Upstairs cafés are typically small businesses. These cafés are usually tiny, unadvertised, and located in unmarked buildings in Hong Kong. They are far from the dining outlets on the streets which have high visibility. Therefore, it is difficult for people to know the existence of these upstairs cafés. People in Hong Kong usually learn about upstairs cafés from their friends, magazine articles, catering guide websites, or online blogs and forums.

Reasons for existence 
Firstly, as Hong Kong is facing a land shortage, retail rents in Hong Kong keep rising. According to property consultant CB Richard Ellis (CBRE), Hong Kong placed second with an average rent of US$1,695 per square foot per year in the report on global retail rents in the third quarter of 2011. Entrepreneurs of upstairs cafés choose the upstairs locations to avoid the high rents charged for ground-floor spaces.

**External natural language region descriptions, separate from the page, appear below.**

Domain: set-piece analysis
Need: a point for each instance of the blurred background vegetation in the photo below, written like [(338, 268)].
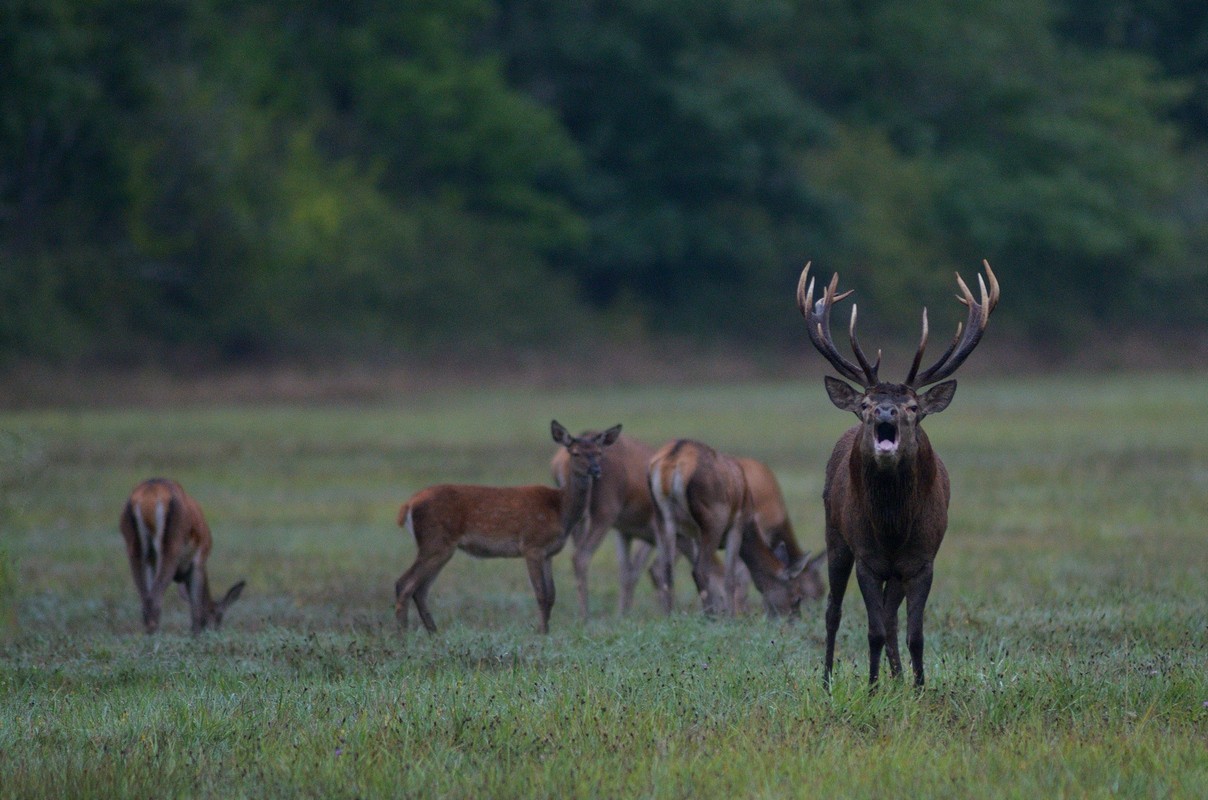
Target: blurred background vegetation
[(240, 180)]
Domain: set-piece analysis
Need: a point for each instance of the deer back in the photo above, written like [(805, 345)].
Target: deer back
[(485, 520)]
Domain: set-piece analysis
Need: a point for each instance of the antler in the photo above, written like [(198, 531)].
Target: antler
[(818, 325), (967, 337)]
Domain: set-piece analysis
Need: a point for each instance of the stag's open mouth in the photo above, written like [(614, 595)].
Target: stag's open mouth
[(886, 435)]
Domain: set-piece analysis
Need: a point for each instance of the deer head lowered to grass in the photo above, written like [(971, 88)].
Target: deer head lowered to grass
[(887, 491), (706, 498), (167, 539)]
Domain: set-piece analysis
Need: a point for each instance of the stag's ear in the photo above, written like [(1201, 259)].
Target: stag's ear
[(936, 399), (559, 434), (843, 395), (610, 435)]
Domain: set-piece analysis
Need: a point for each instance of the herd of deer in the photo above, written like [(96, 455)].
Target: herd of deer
[(886, 502)]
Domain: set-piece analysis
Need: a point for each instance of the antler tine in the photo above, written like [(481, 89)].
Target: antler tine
[(870, 370), (818, 324), (968, 334)]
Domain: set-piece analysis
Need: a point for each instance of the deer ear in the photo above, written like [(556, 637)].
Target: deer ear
[(843, 395), (610, 435), (559, 434), (938, 398)]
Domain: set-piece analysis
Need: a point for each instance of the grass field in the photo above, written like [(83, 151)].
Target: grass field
[(1067, 629)]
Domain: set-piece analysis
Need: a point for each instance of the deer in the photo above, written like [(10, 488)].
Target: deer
[(167, 539), (621, 500), (530, 522), (887, 492), (703, 496)]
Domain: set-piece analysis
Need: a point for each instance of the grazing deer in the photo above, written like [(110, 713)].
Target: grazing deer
[(703, 496), (529, 522), (621, 499), (167, 539), (887, 491)]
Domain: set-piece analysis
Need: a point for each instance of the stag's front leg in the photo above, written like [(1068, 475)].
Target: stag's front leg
[(665, 561), (893, 601), (872, 587), (541, 577), (917, 590), (197, 590)]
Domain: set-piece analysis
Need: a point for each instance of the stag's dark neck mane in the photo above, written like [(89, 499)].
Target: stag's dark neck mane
[(576, 497), (893, 498)]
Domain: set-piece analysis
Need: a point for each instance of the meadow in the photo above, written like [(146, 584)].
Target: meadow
[(1067, 627)]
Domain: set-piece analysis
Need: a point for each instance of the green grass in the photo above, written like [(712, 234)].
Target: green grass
[(1067, 630)]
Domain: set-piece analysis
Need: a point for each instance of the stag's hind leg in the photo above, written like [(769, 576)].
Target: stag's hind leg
[(838, 566), (917, 590), (541, 577), (414, 584)]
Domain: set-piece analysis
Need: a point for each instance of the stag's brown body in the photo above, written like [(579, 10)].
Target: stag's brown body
[(621, 499), (529, 522), (887, 491), (703, 497), (167, 539), (890, 522)]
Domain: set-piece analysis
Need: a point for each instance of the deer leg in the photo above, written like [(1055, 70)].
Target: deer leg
[(585, 548), (893, 601), (733, 543), (838, 566), (872, 587), (631, 566), (541, 577), (917, 590)]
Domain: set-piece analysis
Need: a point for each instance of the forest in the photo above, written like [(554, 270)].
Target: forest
[(263, 179)]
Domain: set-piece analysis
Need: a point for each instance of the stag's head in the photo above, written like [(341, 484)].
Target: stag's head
[(799, 580), (585, 451), (890, 412)]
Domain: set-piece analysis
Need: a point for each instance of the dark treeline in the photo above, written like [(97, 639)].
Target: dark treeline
[(262, 178)]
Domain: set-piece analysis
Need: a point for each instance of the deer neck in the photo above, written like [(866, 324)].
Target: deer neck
[(894, 497), (576, 496)]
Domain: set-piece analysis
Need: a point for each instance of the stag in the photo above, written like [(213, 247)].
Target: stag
[(530, 522), (703, 496), (887, 491), (167, 539)]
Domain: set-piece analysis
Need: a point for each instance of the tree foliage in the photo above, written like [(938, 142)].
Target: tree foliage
[(230, 179)]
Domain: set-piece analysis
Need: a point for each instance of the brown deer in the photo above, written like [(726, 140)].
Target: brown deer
[(887, 491), (776, 527), (621, 499), (167, 539), (703, 497), (530, 522)]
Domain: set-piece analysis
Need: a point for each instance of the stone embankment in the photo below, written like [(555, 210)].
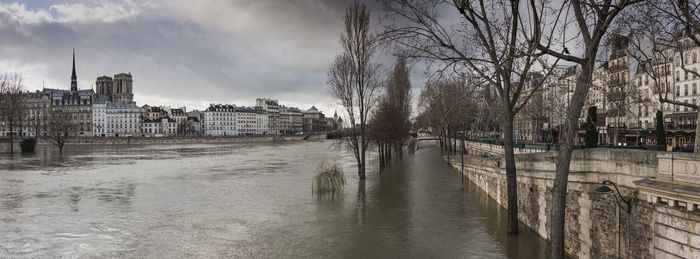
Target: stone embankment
[(5, 146), (662, 223)]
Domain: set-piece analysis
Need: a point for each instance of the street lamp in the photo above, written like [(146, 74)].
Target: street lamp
[(620, 201)]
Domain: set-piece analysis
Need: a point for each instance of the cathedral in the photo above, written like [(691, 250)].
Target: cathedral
[(118, 89)]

Also, Hong Kong is a small and densely populated city. There are limited public spaces for people to gather with their friends. Even in these, it can be very difficult to find a nice place sit down and enjoy a cup of coffee without paying too much. This is why upstairs cafes are popular in Hong Kong. They provide a cozy environment for people to relax, often where people are able to chat with their friends without any time limit.

Lastly, upstairs cafés often have unique marketing strategies to fight against chain competitors, such as Starbucks and Pacific Coffee Company, in Hong Kong. Many upstairs cafes have their own themes to make themselves stand out from the others and remain competitive so that their business can survive.

Relation to Hong Kong youth culture 

Upstairs cafés are one of the common leisure spots for youngsters in Hong Kong. Their popularity comes from the uniqueness of different cafés. They usually have specific thematic concepts, some of them providing board games for customers, and some others lending books to customers. The wide variety of upstairs cafés has attracted many teenagers to pay a visit.

According to Erikson's stages of psychosocial development, youngsters in this stage are in search of identity and looking to stand out from others. One way would be visiting these uncommon places.
 
Moreover, these upstairs cafés also provide business opportunities for young entrepreneurs. Upstairs cafes can be a platform for youngsters to showcase their creativity and talents as they compete by using different strategies to draw attention from customers.
 
"Lazy" is one of the traits that media loves to use when describing Hong Kong’s "post 90s", which is youngsters born after the year of 1990. One of the claimed reasons is that they enjoy doing nothing. The popping up of more cafés in Hong Kong is partially related to this phenomenon, as youngsters in Hong Kong would rather spend hours in these upstairs cafés chatting with friends, rather than go for a hike on a sunny day.
Besides, youngsters in Hong Kong are often living in packed houses, due to the overloaded population and lack of housing in Hong Kong. So these upstairs cafés also provide a common area for friend gatherings since crowded houses in Hong Kong may not be suitable for group of friends to play together.

Unlicensed upstairs cafés 
There are a lot of upstairs cafes that are unlicensed. According to the " Food Business Regulation", unlicensed operation of a restaurant is subjected to a maximum fine of $50,000 and imprisonment for six months. However, since most of the upstairs café are located in the upstairs, which might locate in some hidden places, it is difficult for the government to find out.

The Food and Environmental Hygiene Department only has 200 inspectors who are responsible for inspecting the restaurants. Without receiving any complaints, it is difficult to uncover unlicensed cafés located in different buildings and different district. Without licenses, a lot of safety problems may arise.
For instance, food hygiene problems, lacking of fire escape exits, problems of building structure etc. In addition, the quality of food and the hygiene of the environment may not be guaranteed. One of the examples is that some of the unlicensed cafés will allow people to smoke inside the café, which pollute the air quality and violate the law. These cafés may have their own "spy" to check whether there are any inspectors. Therefore, once when one was reported to the Tobacco Control Office, the inspectors could not find anyone who violated the law. These problems often arise in the unlicensed upstairs café in Hong Kong, which affect people’s health and safety.